The Air Force released its Arctic Strategy Tuesday. Photo by Dennis Hoffman/U.S. Air Force
July 21 (UPI) -- On Tuesday the U.S. Air Force released its new strategy for adapting to changing conditions in the Arctic region.
"The Arctic is among the most strategically significant regions of the world today - the keystone from which the U.S. Air and Space Forces exercise vigilance," said Air Force Secretary Barbara Barrett in an Air Force press release. "This Arctic Strategy recognizes the immense geostrategic consequence of the region and its critical role for protecting the homeland and projecting global power."

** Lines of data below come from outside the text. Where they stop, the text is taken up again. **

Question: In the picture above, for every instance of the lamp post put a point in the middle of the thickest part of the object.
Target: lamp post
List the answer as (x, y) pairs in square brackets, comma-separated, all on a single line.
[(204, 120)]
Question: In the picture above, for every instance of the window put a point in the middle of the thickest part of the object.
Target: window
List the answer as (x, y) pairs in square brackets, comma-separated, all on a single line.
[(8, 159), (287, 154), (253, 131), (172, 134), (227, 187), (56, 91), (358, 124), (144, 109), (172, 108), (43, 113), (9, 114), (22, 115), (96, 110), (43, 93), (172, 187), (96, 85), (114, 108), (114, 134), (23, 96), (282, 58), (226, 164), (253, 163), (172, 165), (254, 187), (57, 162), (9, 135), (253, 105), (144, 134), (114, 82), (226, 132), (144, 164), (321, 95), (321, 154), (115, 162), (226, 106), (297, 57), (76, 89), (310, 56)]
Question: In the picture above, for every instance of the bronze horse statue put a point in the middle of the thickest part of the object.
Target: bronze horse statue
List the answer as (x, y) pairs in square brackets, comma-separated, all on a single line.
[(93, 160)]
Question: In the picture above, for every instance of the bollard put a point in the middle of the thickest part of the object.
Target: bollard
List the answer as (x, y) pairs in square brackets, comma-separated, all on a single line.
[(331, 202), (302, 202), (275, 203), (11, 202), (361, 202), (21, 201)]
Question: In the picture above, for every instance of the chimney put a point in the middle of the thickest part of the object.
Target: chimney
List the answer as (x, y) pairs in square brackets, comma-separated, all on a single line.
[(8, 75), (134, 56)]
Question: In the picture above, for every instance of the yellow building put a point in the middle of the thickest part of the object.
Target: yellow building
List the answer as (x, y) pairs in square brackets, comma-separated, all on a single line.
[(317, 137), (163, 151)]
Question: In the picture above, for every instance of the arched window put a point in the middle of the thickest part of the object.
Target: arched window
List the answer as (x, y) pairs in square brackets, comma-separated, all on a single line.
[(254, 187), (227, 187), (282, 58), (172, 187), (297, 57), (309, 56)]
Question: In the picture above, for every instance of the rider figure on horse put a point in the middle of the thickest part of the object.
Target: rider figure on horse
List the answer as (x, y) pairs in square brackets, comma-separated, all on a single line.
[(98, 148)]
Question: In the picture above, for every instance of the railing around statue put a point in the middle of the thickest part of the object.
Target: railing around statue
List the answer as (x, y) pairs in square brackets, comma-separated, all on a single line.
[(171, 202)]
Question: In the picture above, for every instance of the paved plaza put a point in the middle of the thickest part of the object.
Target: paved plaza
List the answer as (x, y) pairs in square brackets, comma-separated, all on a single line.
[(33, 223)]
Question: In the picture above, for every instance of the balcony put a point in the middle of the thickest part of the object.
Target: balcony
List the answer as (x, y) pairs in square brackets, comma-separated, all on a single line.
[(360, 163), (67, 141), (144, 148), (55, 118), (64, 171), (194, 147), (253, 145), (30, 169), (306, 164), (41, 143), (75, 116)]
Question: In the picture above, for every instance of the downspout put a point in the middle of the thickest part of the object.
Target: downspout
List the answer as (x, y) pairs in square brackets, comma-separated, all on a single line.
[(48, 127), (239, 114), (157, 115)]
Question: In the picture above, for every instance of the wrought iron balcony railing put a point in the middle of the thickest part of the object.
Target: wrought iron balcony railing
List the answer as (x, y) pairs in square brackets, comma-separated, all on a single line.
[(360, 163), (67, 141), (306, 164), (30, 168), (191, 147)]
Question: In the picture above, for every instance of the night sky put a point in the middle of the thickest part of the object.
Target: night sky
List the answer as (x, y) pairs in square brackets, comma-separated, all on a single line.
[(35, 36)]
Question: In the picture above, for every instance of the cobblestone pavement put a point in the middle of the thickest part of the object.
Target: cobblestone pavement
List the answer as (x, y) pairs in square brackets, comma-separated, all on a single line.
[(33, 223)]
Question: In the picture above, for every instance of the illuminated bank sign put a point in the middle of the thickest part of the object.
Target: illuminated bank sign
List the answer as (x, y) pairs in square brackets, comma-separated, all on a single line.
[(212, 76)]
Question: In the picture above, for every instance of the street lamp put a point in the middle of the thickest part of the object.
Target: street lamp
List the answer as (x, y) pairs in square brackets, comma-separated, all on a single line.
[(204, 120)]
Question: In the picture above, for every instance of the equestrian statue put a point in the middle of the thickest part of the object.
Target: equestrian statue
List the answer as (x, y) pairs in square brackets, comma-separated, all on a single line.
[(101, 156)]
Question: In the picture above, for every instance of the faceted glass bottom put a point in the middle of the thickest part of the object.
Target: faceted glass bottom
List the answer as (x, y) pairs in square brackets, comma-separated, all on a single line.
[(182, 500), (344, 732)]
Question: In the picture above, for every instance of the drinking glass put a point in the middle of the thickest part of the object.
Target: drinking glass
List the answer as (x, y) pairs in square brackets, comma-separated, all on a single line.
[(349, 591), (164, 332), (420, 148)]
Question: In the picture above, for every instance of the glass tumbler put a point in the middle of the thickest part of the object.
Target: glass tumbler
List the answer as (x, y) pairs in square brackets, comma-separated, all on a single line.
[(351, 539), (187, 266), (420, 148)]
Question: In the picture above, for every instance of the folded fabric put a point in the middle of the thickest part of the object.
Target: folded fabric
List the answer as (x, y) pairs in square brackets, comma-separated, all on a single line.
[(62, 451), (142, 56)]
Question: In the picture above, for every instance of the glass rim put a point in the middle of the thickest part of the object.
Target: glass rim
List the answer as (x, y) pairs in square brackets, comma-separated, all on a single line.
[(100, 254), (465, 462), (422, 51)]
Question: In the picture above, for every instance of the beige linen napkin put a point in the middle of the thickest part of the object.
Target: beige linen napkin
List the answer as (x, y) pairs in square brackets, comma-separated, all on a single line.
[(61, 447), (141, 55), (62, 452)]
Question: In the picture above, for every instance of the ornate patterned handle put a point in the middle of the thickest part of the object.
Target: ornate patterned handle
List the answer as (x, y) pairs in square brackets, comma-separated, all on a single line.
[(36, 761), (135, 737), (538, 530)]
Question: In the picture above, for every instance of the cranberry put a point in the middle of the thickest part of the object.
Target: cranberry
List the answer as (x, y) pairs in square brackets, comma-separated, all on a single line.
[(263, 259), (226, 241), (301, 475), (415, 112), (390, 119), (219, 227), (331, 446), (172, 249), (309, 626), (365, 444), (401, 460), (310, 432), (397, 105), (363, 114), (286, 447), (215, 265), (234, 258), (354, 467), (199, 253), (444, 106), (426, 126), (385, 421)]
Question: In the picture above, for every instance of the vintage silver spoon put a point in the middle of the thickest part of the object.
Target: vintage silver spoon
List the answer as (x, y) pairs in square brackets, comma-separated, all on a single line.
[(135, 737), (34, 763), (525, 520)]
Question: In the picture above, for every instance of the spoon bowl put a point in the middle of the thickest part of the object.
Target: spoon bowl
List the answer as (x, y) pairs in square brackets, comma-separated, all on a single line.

The strategy is broken down into four "coordinated lines of effort" the Air and Space Forces intend to employ in the region: vigilance in all domains, projecting power through a combat-credible force, cooperation with allies and partners and preparation for Arctic operations.
"Historically, the Arctic, like space, was characterized as a predominantly peaceful domain," Barrett said Tuesday during a discussion hosted by the Atlantic Council. "This is changing with expanded maritime access, newly discovered resources and competing sovereign interests."
That includes monitoring potential threats, including air and missile threats in the region and controlling the satellite network that delivers space capabilities to partners as well as U.S. commands and providing the capability to reach remote northern locations with equipment like ski-equipped LC-130s that can land on ice.
"Our unique positioning in locations like Alaska, Canada and Greenland are integrated with multi-domain combat power," said Air Force Chief of Staff Gen. David L. Goldfein. "These locations harness powerful capabilities, and their unwavering vigilance to protecting the homeland represent a strategic benefit that extends well beyond the region itself."
The strategy also describes working with allies throughout the region, including indigenous communities -- as well as specialized training and acclimation by both personnel and materiel.
"Spanning the first airplane flights in Alaska in 1913 to today's fifth-generation aircraft and sophisticated space monitoring systems operating in the region, the Arctic has consistently remained a location of strategic importance to the United States," Barrett said. "While the often harsh weather and terrain there call for appropriate preparations and training, Airmen and Space Professionals remain ready to bring the nation's Arctic air and space assets to bear to support the National Defense Strategy and protect the U.S. homeland."